Hollowing out our cities
So today we learn that Massachusetts’ cities continue to “hollow out.” Secretary of State William Galvin may want to sharpen his calculator a bit, and I am sure that Boston is relieved to know that its population has increased. But Boston is an exception.
“Hollowing out” was the term used in the 1990s to describe the trend among Japanese investors to transfer manufacturing assets to China and other low-cost centers for doing business. We’ve seen a similar phenomenon in our New England and Rust Belt cities, where manufacturing jobs have flown off to greener pastures in the South and of course to other countries. In the 1950s alone the South’s Gulf coast there was 10 times the industrial growth experienced in all of New England.

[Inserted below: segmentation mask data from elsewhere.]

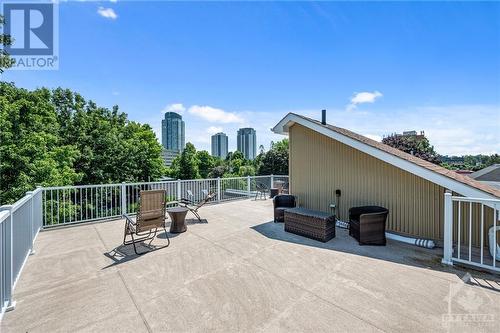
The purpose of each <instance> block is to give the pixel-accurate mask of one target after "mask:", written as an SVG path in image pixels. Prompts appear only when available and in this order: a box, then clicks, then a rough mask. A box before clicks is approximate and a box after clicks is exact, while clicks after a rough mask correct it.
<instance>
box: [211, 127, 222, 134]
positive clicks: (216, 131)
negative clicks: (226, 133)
mask: <svg viewBox="0 0 500 333" xmlns="http://www.w3.org/2000/svg"><path fill="white" fill-rule="evenodd" d="M222 131H223V128H222V127H217V126H210V127H209V128H207V133H208V134H210V135H214V134H216V133H220V132H222Z"/></svg>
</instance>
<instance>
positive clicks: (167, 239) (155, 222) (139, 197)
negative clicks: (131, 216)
mask: <svg viewBox="0 0 500 333" xmlns="http://www.w3.org/2000/svg"><path fill="white" fill-rule="evenodd" d="M123 217H124V218H125V231H124V235H123V245H130V244H132V245H133V246H134V252H135V253H136V254H137V255H142V254H145V253H147V252H150V251H156V250H159V249H162V248H164V247H167V246H169V245H170V239H169V238H168V234H167V229H165V218H166V217H165V190H152V191H141V192H140V193H139V209H138V211H137V216H136V219H135V222H134V220H132V218H131V217H130V216H128V215H127V214H123ZM160 228H163V230H164V231H165V236H166V237H167V240H168V244H167V245H164V246H161V247H156V248H155V249H152V250H150V251H144V252H138V251H137V247H136V244H137V243H141V242H145V241H148V240H149V243H148V245H149V246H150V245H151V242H152V241H153V239H155V237H156V234H157V233H158V229H160ZM127 235H130V237H131V238H132V239H131V240H129V241H127ZM136 237H137V238H136Z"/></svg>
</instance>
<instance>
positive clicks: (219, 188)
mask: <svg viewBox="0 0 500 333" xmlns="http://www.w3.org/2000/svg"><path fill="white" fill-rule="evenodd" d="M217 201H218V202H220V177H217Z"/></svg>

With a strong basis in financial services and strong intellectual and scientific institutions, Massachusetts rode venture capital into the brave new world of technology. But cities outside the immediate Boston/Cambridge area—places like Springfield, Lawrence, Brockton and Fall River—continued to hollow out.
Today’s news about the continued decline in population in our older, industrialized cities is not surprising. But it does say something about the challenge for public schools, and particularly for urban Catholic schools.
The Fordham Institute noted two years ago that since 1990, Catholic schools across the country had lost 300,000 students, and that over the next two decades a similar slide is expected. Solace for parochial schools can be found in the fact that the slide in the number of students in parochial schools is expected to be on the order of 15% over the next two decades. That is decidedly less than the decline observed from 1965 to 1973, when the student enrollment in Catholic schools dropped from 5.2 million to 2 million (more or less 60%).
The fact is that the same phenomenon that impacted parochial school enrollments has also led to sizable declines in urban public school enrollments. Overall, Massachusetts has lost 24,000 students in just the last 6 years, and will lose 60,000 over the next decade, falling to below 900,000 overall. And consider the declines in Boston, which is a city that has not shed its population. As recently as a few decades ago, it once had a student body of well over 80,000 students; BPS now educates as few as 56,000, a decline of over 30 percent. The enrollment declines in cities outside of the Greater Boston area are enormous.
Yes, that was caused by families moving to suburbia. Many of the families that moved had been sending their kids to parochial schools and wanted something more structured and with stronger ethical hard-wiring than the urban district schools were giving. And there was of course desegregation, which I am sure impacted the decisions of some—though not to the extent that the people who like to see things in black and white would have it. The people who fled the city in those days had little financial incentive to move—and likely they moved for better schools.
Given that parochial schools have data putting them on an equal footing with good suburban schools (on SATs and Stanford tests), I think it had less to do with a move for better schools. Perhaps it was the pull of the bucolic lawns of suburbia, but more likely it was an economic decision: Staying put meant that they would double-pay for schools, paying taxes for district schools and tuition for their parochial schools. Why not redirect the tuition dollars to paying off a more valuable house they could own?
I have never understood why so many of the people who profess to care about our cities so often have an ideologically driven opposition to choice, to giving parents in inner cities a good reason to stay put.